Make clear to the seller that all accrued benefits (bonuses, paid time off, etc.) are the responsibility of the seller before you take over the practice. I strongly, strongly recommend making as few changes to the staff, pay, benefits, etc. as possible in the first few months of business (with the one exception being the 401k or another pension plan). Make it clear to the seller that you intend to keep all the staff, but that all accrued benefits and promises are their responsibility.
Redos and Rework
Decide with the seller up front how you will handle patient cases that were originally handled by the seller but come back to your office to be fixed after you’re the owner.
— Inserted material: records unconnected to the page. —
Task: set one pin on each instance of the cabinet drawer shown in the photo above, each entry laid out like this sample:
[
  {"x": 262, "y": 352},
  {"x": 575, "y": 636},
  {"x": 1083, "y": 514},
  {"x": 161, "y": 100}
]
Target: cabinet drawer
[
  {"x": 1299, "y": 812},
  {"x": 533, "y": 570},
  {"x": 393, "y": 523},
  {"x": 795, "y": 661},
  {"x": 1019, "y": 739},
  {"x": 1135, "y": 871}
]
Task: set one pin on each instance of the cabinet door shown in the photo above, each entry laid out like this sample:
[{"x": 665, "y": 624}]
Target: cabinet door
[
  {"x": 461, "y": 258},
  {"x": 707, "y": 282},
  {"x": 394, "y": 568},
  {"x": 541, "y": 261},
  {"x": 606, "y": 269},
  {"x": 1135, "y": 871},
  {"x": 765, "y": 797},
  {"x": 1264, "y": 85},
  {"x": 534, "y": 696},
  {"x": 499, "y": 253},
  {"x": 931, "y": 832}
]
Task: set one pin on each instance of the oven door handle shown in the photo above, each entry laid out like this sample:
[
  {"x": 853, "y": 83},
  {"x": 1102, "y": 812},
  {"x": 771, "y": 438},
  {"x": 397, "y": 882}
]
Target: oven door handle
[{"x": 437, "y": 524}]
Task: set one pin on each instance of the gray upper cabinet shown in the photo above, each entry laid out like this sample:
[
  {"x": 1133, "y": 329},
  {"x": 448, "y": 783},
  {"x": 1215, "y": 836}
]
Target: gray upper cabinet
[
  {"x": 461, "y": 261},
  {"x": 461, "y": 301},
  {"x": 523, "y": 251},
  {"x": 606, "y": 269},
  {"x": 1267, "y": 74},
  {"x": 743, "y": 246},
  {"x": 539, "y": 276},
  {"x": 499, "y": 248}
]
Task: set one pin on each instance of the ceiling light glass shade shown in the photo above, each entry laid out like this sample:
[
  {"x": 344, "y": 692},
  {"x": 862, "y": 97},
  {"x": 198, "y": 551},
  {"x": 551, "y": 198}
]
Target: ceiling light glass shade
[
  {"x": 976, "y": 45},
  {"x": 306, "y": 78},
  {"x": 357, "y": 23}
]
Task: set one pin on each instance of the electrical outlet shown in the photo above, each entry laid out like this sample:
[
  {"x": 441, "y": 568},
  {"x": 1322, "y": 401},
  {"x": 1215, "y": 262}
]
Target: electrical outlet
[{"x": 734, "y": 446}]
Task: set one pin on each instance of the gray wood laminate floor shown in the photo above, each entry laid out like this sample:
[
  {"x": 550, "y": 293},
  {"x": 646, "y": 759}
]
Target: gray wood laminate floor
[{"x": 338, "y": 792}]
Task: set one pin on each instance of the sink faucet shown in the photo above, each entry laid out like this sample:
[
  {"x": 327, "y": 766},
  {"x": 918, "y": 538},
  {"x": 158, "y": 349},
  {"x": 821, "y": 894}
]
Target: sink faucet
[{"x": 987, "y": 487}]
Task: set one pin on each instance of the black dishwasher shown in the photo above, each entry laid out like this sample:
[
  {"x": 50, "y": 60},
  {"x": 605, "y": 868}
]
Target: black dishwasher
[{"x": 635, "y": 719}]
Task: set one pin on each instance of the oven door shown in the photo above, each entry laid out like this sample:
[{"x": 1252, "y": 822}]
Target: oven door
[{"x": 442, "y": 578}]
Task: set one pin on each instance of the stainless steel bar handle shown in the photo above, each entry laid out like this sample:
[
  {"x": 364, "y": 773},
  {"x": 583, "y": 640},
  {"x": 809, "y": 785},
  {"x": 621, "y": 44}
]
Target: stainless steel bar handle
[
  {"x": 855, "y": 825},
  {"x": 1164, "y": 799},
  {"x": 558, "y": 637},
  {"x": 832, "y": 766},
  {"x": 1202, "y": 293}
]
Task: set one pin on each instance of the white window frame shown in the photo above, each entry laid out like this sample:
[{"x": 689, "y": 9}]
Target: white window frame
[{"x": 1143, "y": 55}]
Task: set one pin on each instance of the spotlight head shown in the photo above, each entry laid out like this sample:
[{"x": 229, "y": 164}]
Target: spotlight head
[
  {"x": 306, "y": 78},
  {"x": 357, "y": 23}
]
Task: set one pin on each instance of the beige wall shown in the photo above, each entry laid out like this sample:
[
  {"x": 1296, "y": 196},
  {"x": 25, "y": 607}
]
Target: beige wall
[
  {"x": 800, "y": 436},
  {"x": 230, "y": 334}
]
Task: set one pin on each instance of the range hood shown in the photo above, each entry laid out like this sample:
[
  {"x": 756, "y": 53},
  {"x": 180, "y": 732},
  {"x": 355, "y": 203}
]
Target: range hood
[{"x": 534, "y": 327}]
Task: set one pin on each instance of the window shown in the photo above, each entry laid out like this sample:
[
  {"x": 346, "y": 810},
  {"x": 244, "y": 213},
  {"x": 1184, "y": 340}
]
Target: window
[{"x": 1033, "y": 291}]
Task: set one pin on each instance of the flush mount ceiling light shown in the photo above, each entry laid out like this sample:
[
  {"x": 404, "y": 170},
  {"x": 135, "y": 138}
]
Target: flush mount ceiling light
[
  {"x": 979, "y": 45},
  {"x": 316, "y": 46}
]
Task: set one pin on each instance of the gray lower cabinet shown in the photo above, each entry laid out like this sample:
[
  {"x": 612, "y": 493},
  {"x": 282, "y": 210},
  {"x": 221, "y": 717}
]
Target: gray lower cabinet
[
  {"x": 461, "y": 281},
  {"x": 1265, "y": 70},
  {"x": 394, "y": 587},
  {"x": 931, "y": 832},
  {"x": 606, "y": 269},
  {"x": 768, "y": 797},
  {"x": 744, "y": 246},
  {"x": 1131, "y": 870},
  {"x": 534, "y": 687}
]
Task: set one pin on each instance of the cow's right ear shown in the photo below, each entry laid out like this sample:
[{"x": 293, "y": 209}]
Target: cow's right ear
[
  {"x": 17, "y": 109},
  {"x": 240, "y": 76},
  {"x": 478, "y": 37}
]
Who will do the work? Who will pay for it?
If the seller hasn’t left town, I like to see the seller have the option to come back in and do the work (of course, paying for staff time and materials required).
Make sure you negotiated upfront in the letter of intent the restrictive covenant that the seller will be subject to. Include both the time and distance (e.g. 5 years and 15 miles) in the LOI. You will also want to include language around recruiting former employees and marketing within that same distance.
A good letter of intent is one of the keys to successfully buying a dental practice. You will minimize misunderstanding, maximize your use of time and energy, and even save money when you turn over a document to the lawyers that is complete and doesn’t require a lot of back and forth.